Hello everyone
We deployed a meraki VPN client.
For some PCs we don't have any problem to connect to the VPN.
Others, however, we have error 789.
We looked at the meraki documentation and did the actions but it still doesn't work.
Do you have an idea?
Thanks
Solved! Go to solution.
Errr, are your users behind the VPN terminating-firewall when they're trying to connect? Because yes, you're going to get weird errors when you do that. You can't connect to the outside when you're inside like that.
For testing, I recommend a hotspot that is 100% not on the same network as your firewall. If it's a cellphone, you may need to disconnect it from any wireless networks you have. Cellphones can be weird.
Windows 10 or Windows 7?
789 is classically bad PSK, but it can also pop up when you've got a bad credential OR when Windows has changed the password protocol on you.
If Windows 10, check out the scripts in my signature.
Regardless of version, set Encryption to "optional": Windows doesn't support PAP with 'required' encryption.
Tell your users: Do not save your credential.
They're Windows 10.
I used your script and I still have an error.
The psk is correct.
Do you have another idea ?
Does your PSK end in a special character? If so, make the last char alphanumeric.
Are your devices with 789 fully up to date on Windows updates?
What's your user's authentication? If Windows (AD or RADIUS), does it work correctly on another device?
If Meraki cloud, can you log in with that credential on account.meraki.com?
My psk has no special characters.
The users where I noticed the problem was not last updated.
I did the updates and testing. I still have the same errors.
I use meraki cloud authentication and I can access it with my login.
To confirm: You're able to connect on these PCs with your credential? Or did you mean on a working device?
I can connect to the vpn with my pc without any problem.
Where are your end users connecting from? Do you see connection attempts from their public IP(s) hitting your firewall event log? Some networks block 500/4500 and then whoops no IPSEC for you.
My users connect from our network. I'm trying to access the network which is in a datacenter.
On my workstation no problem. On some users' workstations I have the error 789.
This is what I did:
- Enabling IPsec Policy agent
- Enabling IKE and AuthIP IPsec service
- Disabling the windows firewall
I think the problem is Windows, what do you think?
Errr, are your users behind the VPN terminating-firewall when they're trying to connect? Because yes, you're going to get weird errors when you do that. You can't connect to the outside when you're inside like that.
For testing, I recommend a hotspot that is 100% not on the same network as your firewall. If it's a cellphone, you may need to disconnect it from any wireless networks you have. Cellphones can be weird.
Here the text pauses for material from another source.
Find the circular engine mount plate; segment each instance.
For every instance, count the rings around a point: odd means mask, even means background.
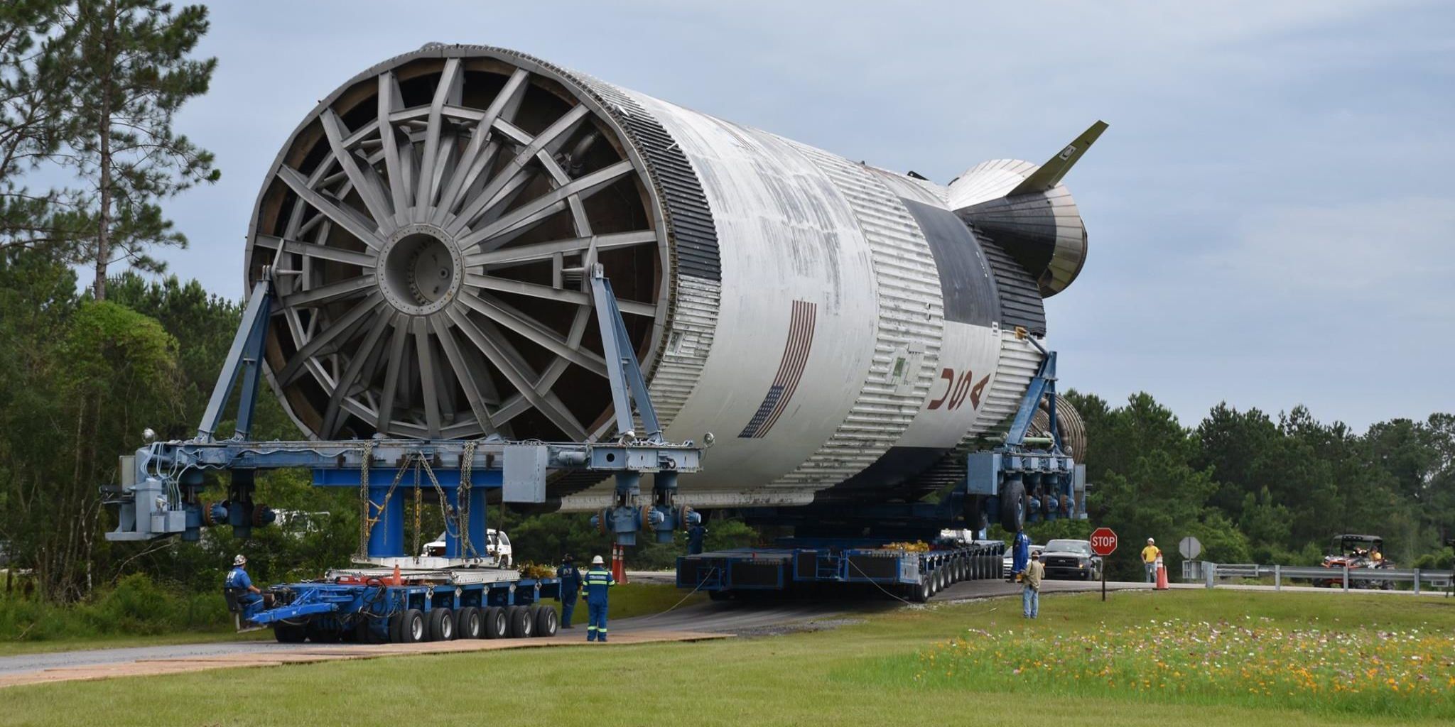
[[[249,289],[278,304],[265,371],[310,436],[591,441],[611,426],[605,269],[647,369],[671,314],[643,156],[569,71],[428,45],[294,131],[258,198]]]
I also have the problem with a vpn. I had a user on it today. There home internet must have blipped and got kicked off. I can not get her back on. I get the 789 error or L2TP error. I have deleted the vpn, recreated it, turned off firewall, restarted services, patch computer. VPN on meraki has been great many people on it but this is a individual thing. The only thing I can not try is get her off her home wireless and plug in but she has not cable. Trying to eliminate her home internet but she says has not changed in months. Any other Items to check would be great.
David
Solved it. Had her plug in directly and got a login. Then I deleted all the WAN items in the device manager. Got her on while plugged in. Then went to wireless and it worked. So not sure if it was just a corruption, or security setting in their router. I also did all the resets on netsh and nbtstat.
I ran into the same issue and it ended up being a windows update breaking L2TP.
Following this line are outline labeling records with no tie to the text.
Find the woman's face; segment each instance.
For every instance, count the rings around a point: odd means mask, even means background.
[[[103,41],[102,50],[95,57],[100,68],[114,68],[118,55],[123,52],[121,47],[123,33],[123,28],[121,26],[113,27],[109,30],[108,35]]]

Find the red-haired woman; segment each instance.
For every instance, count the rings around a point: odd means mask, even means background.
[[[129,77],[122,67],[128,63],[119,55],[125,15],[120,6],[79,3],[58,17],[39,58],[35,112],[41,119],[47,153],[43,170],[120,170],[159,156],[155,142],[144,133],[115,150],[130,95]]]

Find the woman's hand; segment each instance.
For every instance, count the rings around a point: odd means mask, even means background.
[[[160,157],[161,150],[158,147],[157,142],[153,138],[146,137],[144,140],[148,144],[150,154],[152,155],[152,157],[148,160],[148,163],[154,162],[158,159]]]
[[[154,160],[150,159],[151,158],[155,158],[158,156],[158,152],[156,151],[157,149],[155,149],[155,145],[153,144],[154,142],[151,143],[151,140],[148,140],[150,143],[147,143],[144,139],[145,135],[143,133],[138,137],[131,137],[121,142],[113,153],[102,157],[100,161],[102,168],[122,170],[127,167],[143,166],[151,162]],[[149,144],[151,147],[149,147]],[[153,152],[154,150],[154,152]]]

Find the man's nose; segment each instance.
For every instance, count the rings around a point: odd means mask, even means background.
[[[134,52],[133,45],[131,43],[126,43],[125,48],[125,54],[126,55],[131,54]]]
from administrative command prompt:
Windows 10 Type: wusa /uninstall /kb:5009566
Windows 11 Type: wusa /uninstall /kb:5009543
This worked for me today. Thank you.
This solved all our VPN problems, thank you! However you have Windows 10/11 switched on the kb uninstalls.
Worked for me on 2 different PC. Connecting to 2 different MXs. Many thanks!!!
This solved our issues too! Although I had to run both commands on a windows 10 21H2 client. It didn't find 5009566 but did find 5009543. Great solution, M$ get it together!
The update keeps reinstalling itself few days after. Any thoughts on how to block it?
Thank you!
After Windows 10 auto update of KB5009543 the VPN client fails to connect to Meraki VPN giving 789 error.
Microsoft has release patch KB5010793, download and install, then restart your Windows 10 PC to fix it. Best wishes.